Fidelity Investments recently released their 2008 edition of something called The Fidelity Millionaire Outlook.
This is an annual survey of millionaires that's designed to measure how millionaires feel about the economy, both presently as well as with an eye to the future.
The Outlook is comprised of five key categories for evaluation: the stock market, real estate, business spending, consumer spending, and the overall economy.
The survey translates the results into an index measurement, where a score of +100 represents the most favorable outlook, and a score of -100 represents the most negative outlook.
The results of the 2008 survey indicate that millionaires' current view of the economy is poor (-50), which is down sharply from last year's indicating figure of +41.
However...
and this is the part to which you should pay particular attention...
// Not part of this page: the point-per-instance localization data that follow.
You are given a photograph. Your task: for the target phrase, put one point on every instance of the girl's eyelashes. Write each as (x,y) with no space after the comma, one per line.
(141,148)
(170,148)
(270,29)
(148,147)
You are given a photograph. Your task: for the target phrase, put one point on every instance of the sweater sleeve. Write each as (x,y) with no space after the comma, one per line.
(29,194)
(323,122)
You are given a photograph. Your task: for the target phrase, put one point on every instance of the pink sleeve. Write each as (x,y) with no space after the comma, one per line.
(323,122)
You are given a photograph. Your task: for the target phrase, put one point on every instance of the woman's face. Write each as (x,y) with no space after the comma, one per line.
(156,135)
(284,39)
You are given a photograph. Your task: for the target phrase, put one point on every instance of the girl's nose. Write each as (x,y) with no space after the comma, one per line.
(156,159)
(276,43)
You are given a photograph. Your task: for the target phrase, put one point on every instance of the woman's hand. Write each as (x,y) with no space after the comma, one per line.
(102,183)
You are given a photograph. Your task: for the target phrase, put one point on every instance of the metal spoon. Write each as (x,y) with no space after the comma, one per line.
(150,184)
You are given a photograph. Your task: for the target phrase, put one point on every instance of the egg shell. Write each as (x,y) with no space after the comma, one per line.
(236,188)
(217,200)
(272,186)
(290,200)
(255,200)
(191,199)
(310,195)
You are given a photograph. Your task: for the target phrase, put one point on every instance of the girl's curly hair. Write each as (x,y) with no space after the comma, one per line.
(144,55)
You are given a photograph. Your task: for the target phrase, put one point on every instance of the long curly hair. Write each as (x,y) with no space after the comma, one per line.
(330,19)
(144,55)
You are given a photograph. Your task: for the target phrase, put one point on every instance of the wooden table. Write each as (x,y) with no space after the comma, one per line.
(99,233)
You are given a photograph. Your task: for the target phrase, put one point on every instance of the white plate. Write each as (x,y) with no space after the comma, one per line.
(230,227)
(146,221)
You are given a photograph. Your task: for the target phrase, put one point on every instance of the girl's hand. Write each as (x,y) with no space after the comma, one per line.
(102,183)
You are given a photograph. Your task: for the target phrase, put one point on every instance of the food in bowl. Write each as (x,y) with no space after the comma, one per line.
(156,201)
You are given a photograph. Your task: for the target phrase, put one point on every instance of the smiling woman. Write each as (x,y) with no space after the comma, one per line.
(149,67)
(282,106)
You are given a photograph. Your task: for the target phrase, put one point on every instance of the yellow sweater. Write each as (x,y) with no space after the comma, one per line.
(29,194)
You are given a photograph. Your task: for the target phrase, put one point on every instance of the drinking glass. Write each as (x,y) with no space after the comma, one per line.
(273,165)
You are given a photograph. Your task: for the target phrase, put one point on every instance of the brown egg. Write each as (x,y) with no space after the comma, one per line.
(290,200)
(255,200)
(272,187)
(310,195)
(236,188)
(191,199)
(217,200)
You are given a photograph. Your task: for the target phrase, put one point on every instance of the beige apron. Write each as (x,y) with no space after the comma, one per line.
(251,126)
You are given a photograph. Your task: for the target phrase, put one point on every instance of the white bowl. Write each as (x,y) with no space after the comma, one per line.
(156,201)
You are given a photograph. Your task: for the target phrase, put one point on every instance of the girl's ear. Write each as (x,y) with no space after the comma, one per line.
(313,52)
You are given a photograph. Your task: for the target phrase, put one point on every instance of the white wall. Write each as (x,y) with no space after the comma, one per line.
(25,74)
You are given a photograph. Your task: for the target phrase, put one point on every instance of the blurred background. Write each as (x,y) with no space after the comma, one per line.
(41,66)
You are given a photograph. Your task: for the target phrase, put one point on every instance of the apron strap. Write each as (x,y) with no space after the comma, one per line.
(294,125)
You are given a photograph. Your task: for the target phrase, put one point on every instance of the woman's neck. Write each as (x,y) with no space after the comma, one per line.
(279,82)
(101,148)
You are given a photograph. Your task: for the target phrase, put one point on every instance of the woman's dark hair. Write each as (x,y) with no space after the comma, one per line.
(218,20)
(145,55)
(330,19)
their collective view of where things will sit a year from now is a +18, which, while not as high a number as it could be, stands much taller than where the survey results have us sitting at present.
Is there anything useful that you can glean from this information? Indeed.
Millionaires are not perfect, and like any other demographic, there are many people within their ranks whose lives we might not care to emulate.
Still, when it comes to the matter of making and keeping wealth, it's a little tough to quarrel with their wisdom on that singular issue.
I've always been a big believer in the idea that if you want to be successful, you should endeavor to spend time observing successful people.
Such is the case here.
The first, and most obvious, conclusion to draw from this survey is that the polled millionaires expect things to be a lot better a year from now than they are currently.
That, in and of itself, does not guarantee anything, but it's interesting to note that this sentiment agrees with what many others in the Wall Street and general business community are saying, as well.
Beyond this overall reading of the general economic climate a year from now, the survey revealed that many of these millionaires are preparing for the better days by moving more of their money into the stock market over the course of the next twelve months.
The telling figure from the survey, to that end, is that 27 percent of millionaires plan to increase their stock market holdings, while only seven percent plan to decrease them.
Accordingly, I would suggest that you give serious consideration to moving in like fashion.
I'm not a big believer in having longer-term investors rotate entirely or even substantially out of the stock market, but if you have done so with your money, you may want to follow the lead being provided here by the wealthy and start to move back in.
On that note, if you have remained fully invested in equities during this time, you should consider purchasing additional shares of stocks and mutual funds now with any cash you happen to have sitting on the sidelines.
One of the challenges I have in my capacity as a money manager is convincing customers to refrain from doing all of the wrong things when the economic cycle and the stock market fall out of favor with one another.
Many well-intentioned folks immediately race to cash out their chips, so to speak, and some find themselves listening more intently to the "doom and gloom" crowd who make their living selling future misery during periods of current misery.
As a classic investor (as opposed to a highly-active trader), unless you think that market is truly going to crash, then why do such a thing? The best thing you can do is to remain invested during these periods, keeping an eye to better-performing sectors, and use the precipitous drop in stock and fund prices as a buying opportunity...
but if you won't take my advice, then at least consider taking it from those who have a lot more to both lose and gain than most of us: the millionaires.